Myra Sklarew, meditative poet and writing teacher, dies at 90
She wrote about science, aging and Jewish identity, in addition to co-founding an MFA program at American University and leading the artists’ retreat Yaddo.
Poet and writing professor Myra Sklarew in 2020, reading from her nonfiction book “A Survivor Named Trauma” at Politics and Prose in Washington. (Rob Howe)
Myra Sklarew, a poet and teacher who found inspiration for her graceful, meditative verses in the natural world, her Jewish heritage and her early years working with rhesus monkeys at a research lab, died Dec. 30 at a hospice center in Rockville, Maryland. She was 90.
The cause was complications from Crohn’s disease, said her daughter, Deborah Langosch.
Ms. Sklarew began writing poetry at age 7 or 8, sequestered at home with frequent strep infections in the years before penicillin brought an end to her isolation. She was still working up until her death, crafting pieces that intertwined the personal and the historical — the Holocaust, the Vietnam War, the fall of Iraqi President Saddam Hussein — in a voice that was gentle yet precise, informed by her wide-ranging interests in literature, medicine, physiology and faith.
Reviewing her 2010 collection “Harmless,” poet Benjamin S. Grossberg observed in the Antioch Review that Ms. Sklarew’s best work had both a timeless authority and a “mythic grace.” He quoted from her poem “Laisves Aleja,” musing on late-in-life love: “Who is patient enough to wait / until evening, for an old woman whose body takes / all day to warm, the way the sun warms the stones.”
“There is a deep simple honesty about her work,” wrote another admirer, author Robert Coover, “which is nevertheless complex, profound, and highly musical.”
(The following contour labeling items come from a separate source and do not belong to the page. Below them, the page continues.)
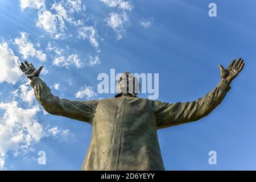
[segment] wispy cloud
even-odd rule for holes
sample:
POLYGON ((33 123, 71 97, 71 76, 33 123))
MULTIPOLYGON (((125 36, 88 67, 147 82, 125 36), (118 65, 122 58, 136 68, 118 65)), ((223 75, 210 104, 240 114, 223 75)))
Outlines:
POLYGON ((28 34, 26 32, 20 33, 20 36, 14 39, 15 44, 18 47, 19 53, 24 59, 28 57, 36 57, 40 61, 46 60, 46 55, 40 50, 35 49, 33 44, 28 40, 28 34))
POLYGON ((93 89, 94 88, 92 86, 85 86, 76 93, 75 97, 80 99, 84 98, 85 98, 86 100, 93 98, 97 96, 93 89))
POLYGON ((19 58, 5 42, 0 44, 0 83, 6 81, 15 84, 22 74, 19 68, 19 58))
POLYGON ((126 34, 127 27, 129 24, 126 13, 125 11, 120 14, 112 12, 109 14, 109 17, 105 19, 105 21, 117 34, 117 40, 122 39, 126 34))
POLYGON ((93 26, 81 27, 79 30, 79 38, 83 39, 88 39, 91 44, 97 49, 98 52, 100 51, 98 42, 96 39, 97 35, 98 32, 93 26))

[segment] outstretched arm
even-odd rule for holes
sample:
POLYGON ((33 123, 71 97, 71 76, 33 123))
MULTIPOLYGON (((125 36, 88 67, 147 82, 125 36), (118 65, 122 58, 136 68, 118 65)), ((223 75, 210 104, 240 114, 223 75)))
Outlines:
POLYGON ((36 99, 46 111, 52 114, 90 123, 97 101, 81 102, 60 99, 51 93, 50 88, 39 78, 43 67, 36 70, 32 64, 27 61, 24 63, 21 63, 20 69, 31 80, 30 85, 34 89, 36 99))
POLYGON ((229 85, 242 71, 244 64, 240 58, 237 61, 233 60, 226 69, 220 65, 221 81, 204 97, 196 101, 175 104, 155 101, 158 129, 197 121, 208 115, 221 102, 230 89, 229 85))

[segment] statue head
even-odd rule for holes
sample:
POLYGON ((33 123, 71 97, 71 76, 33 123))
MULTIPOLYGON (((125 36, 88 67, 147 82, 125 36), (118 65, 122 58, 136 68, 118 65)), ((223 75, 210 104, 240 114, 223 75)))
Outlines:
POLYGON ((132 93, 137 95, 139 92, 139 82, 132 73, 125 72, 119 77, 117 82, 118 93, 132 93))

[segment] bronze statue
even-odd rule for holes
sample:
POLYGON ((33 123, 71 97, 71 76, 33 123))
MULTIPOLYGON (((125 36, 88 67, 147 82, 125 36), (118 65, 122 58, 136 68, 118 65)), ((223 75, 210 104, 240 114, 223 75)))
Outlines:
POLYGON ((134 83, 129 73, 119 78, 115 98, 85 102, 60 99, 39 78, 43 67, 36 70, 26 61, 20 68, 31 80, 36 99, 47 112, 92 125, 82 170, 164 170, 157 130, 208 115, 221 103, 243 65, 241 58, 226 69, 219 65, 221 80, 212 91, 197 101, 175 104, 137 97, 139 85, 133 91, 128 89, 134 83))

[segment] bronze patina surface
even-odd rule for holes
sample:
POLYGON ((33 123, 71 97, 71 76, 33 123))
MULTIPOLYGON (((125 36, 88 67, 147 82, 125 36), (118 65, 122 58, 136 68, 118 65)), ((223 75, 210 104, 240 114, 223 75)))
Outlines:
POLYGON ((115 98, 84 102, 60 98, 39 78, 42 67, 36 70, 25 61, 20 68, 31 80, 36 99, 46 111, 92 125, 82 170, 164 170, 157 130, 208 115, 221 103, 243 65, 241 59, 226 69, 219 65, 221 80, 210 92, 192 102, 174 104, 122 92, 115 98))

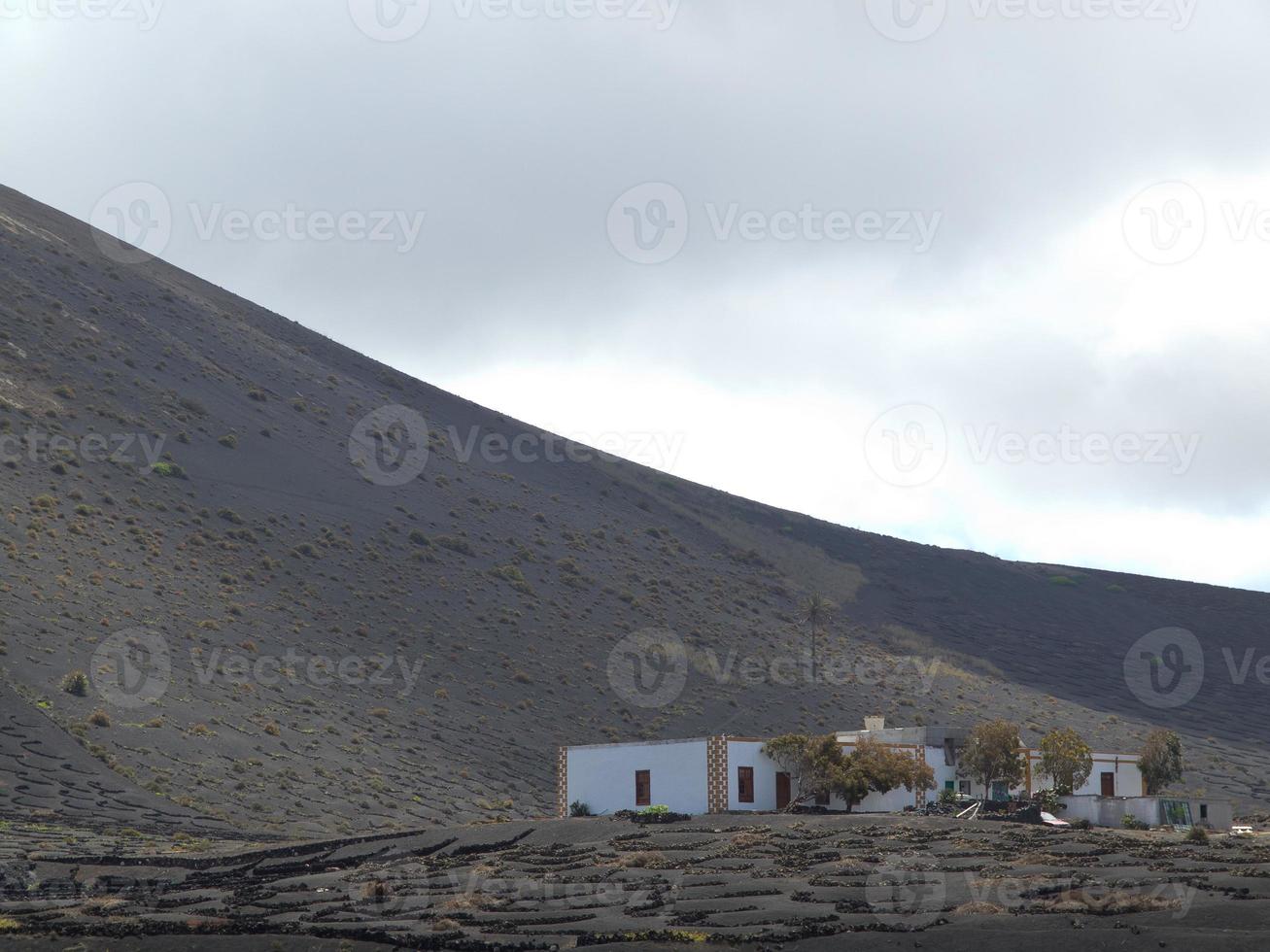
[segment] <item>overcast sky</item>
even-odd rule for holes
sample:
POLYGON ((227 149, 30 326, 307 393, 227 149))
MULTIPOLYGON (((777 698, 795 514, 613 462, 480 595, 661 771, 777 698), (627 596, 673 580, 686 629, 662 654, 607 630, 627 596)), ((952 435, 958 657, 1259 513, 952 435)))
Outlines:
POLYGON ((1264 0, 0 0, 0 182, 692 480, 1270 589, 1267 37, 1264 0))

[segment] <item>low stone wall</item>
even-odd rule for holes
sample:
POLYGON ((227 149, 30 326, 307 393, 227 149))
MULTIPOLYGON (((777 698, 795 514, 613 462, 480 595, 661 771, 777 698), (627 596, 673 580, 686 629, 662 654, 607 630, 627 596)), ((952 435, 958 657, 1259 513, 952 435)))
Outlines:
MULTIPOLYGON (((1186 800, 1163 797, 1163 800, 1186 800)), ((1121 826, 1125 816, 1135 816, 1149 826, 1160 826, 1161 797, 1062 797, 1064 820, 1088 820, 1095 826, 1121 826)), ((1228 830, 1234 823, 1234 811, 1228 800, 1186 800, 1191 821, 1196 826, 1228 830)))

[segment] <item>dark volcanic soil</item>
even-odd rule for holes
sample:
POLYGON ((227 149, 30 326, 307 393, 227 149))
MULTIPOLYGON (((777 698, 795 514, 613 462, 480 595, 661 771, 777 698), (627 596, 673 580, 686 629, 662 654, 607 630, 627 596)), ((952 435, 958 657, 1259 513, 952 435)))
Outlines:
POLYGON ((23 848, 4 866, 0 923, 23 937, 17 948, 334 949, 321 941, 342 939, 1006 949, 1029 934, 1055 949, 1270 942, 1264 836, 1193 844, 1172 833, 768 815, 658 828, 505 823, 147 854, 105 833, 72 844, 47 830, 9 833, 23 848), (33 935, 50 933, 58 938, 33 935))
MULTIPOLYGON (((464 449, 536 433, 169 265, 117 264, 83 223, 0 190, 0 437, 74 447, 0 466, 0 814, 291 839, 523 819, 552 810, 559 744, 867 713, 1008 716, 1026 740, 1071 725, 1113 750, 1165 724, 1189 788, 1270 801, 1270 692, 1213 677, 1157 711, 1121 673, 1161 626, 1193 630, 1220 673, 1220 649, 1266 645, 1270 597, 911 545, 626 463, 464 449), (431 426, 400 486, 348 447, 390 404, 431 426), (90 434, 130 438, 131 458, 93 458, 90 434), (859 674, 711 677, 710 652, 801 651, 813 590, 842 605, 823 650, 859 674), (648 627, 696 665, 652 710, 606 675, 648 627), (165 692, 119 706, 102 685, 121 671, 95 652, 151 635, 165 692), (74 671, 83 696, 64 689, 74 671)), ((756 434, 754 452, 782 449, 756 434)))

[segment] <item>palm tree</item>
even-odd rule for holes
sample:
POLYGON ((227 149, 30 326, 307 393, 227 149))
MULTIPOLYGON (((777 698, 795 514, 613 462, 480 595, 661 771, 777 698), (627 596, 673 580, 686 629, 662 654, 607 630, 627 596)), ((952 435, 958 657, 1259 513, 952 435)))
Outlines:
POLYGON ((812 631, 812 683, 815 684, 815 633, 828 623, 838 607, 824 595, 813 592, 799 605, 799 625, 805 625, 812 631))

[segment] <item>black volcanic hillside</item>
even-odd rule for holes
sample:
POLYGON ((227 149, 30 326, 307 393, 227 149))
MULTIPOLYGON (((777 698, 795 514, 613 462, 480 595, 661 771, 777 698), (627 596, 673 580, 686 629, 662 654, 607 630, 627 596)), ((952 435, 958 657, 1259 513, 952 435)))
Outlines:
POLYGON ((1190 787, 1270 800, 1270 688, 1232 685, 1220 654, 1270 647, 1270 597, 917 546, 626 463, 462 462, 451 428, 533 433, 163 263, 116 264, 88 226, 0 190, 0 433, 164 440, 154 471, 77 451, 0 468, 0 812, 144 803, 146 823, 292 835, 541 815, 561 743, 866 713, 1006 715, 1029 737, 1069 724, 1129 749, 1158 721, 1184 734, 1190 787), (392 404, 432 428, 399 487, 348 449, 392 404), (709 677, 709 651, 800 650, 812 590, 842 604, 831 647, 867 663, 859 677, 709 677), (1200 637, 1209 678, 1152 711, 1121 664, 1162 626, 1200 637), (696 670, 644 710, 606 665, 649 627, 683 637, 696 670), (154 704, 100 696, 93 655, 119 632, 170 652, 154 704), (318 656, 333 670, 315 678, 318 656), (909 656, 940 660, 930 691, 909 656), (290 670, 243 670, 262 659, 290 670), (387 683, 349 683, 376 659, 387 683), (420 665, 413 689, 398 659, 420 665), (75 670, 84 697, 62 688, 75 670))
Ms. Sklarew put out more than a dozen poetry collections and chapbooks, in addition to prose volumes that ranged from a collection of short fiction, “Like a Field Riddled by Ants” (1987), to “A Survivor Named Trauma” (2020), a nonfiction study of memory and the Holocaust.
Ms. Sklarew in 2020 at her home in Bethesda, Maryland. (Renee Sklarew)
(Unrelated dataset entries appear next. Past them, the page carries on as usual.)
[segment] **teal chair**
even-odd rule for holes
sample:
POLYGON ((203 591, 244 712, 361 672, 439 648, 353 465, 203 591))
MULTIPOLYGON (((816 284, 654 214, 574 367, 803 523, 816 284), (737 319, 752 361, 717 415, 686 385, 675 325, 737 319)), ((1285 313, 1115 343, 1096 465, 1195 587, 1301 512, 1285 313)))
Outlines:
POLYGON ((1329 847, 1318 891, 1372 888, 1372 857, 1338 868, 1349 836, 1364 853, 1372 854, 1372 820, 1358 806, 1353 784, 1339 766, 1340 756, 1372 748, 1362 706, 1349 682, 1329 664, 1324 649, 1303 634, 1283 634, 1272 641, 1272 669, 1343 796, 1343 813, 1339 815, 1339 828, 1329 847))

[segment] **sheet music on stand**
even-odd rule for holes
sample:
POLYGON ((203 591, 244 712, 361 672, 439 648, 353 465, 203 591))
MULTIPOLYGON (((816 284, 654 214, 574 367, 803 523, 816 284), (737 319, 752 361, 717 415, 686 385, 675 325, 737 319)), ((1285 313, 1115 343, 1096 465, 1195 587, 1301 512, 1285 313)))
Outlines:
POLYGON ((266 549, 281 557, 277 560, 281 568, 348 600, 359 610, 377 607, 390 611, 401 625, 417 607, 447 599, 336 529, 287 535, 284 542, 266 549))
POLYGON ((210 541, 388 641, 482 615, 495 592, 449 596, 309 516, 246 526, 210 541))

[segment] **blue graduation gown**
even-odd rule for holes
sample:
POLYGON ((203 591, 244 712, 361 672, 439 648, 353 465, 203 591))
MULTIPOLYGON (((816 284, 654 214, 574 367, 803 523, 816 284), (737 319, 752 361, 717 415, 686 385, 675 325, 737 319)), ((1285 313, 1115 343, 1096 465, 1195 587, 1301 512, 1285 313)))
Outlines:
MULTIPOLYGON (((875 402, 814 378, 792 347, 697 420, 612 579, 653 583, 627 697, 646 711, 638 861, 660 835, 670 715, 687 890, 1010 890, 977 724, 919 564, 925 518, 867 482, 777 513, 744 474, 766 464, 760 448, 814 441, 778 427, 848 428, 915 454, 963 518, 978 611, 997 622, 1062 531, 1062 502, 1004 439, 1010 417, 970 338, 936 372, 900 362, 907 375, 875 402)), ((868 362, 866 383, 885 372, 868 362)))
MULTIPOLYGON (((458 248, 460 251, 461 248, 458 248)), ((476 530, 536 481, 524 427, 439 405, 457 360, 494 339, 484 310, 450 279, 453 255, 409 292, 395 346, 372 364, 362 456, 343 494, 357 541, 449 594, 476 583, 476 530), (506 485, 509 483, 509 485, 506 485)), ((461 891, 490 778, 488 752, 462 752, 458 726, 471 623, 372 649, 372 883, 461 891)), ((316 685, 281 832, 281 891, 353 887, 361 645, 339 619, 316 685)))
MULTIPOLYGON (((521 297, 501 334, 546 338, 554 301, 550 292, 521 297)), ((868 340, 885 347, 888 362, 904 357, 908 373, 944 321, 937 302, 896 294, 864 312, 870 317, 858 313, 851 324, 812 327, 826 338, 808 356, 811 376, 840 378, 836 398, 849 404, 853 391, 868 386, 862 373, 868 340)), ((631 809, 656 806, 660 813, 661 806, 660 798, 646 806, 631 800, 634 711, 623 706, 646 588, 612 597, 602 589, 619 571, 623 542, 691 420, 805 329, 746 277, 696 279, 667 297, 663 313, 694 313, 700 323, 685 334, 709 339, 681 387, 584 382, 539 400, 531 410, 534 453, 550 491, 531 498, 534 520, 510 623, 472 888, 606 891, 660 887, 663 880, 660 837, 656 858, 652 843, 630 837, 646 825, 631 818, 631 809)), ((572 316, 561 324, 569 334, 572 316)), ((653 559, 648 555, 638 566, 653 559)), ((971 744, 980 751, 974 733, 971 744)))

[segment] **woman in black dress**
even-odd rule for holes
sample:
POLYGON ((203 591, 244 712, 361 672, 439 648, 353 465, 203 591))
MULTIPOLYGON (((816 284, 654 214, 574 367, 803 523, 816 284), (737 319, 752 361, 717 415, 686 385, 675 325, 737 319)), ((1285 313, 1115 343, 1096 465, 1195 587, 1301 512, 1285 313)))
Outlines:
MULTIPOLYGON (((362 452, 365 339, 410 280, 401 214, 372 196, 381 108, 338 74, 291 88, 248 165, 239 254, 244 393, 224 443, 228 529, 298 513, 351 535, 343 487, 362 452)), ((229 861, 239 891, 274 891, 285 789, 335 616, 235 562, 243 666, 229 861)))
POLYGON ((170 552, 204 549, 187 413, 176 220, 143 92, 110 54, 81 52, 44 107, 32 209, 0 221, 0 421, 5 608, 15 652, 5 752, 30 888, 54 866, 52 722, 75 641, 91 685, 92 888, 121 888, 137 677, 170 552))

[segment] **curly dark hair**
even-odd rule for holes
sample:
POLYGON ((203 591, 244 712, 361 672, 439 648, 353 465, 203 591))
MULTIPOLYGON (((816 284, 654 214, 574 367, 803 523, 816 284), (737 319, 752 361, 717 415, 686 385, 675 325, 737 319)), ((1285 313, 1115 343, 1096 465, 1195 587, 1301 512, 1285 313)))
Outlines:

She also helped shape and nurture the Washington poetry scene as a professor at American University, where she co-founded the MFA program in creative writing and taught some 10,000 students.
Ms. Sklarew joined the faculty in 1970 — her earliest pupils included veterans returning from Vietnam — and continued to teach until her retirement in 2007, aside from a four-year hiatus in which she served as president of Yaddo, the renowned artists colony in Upstate New York.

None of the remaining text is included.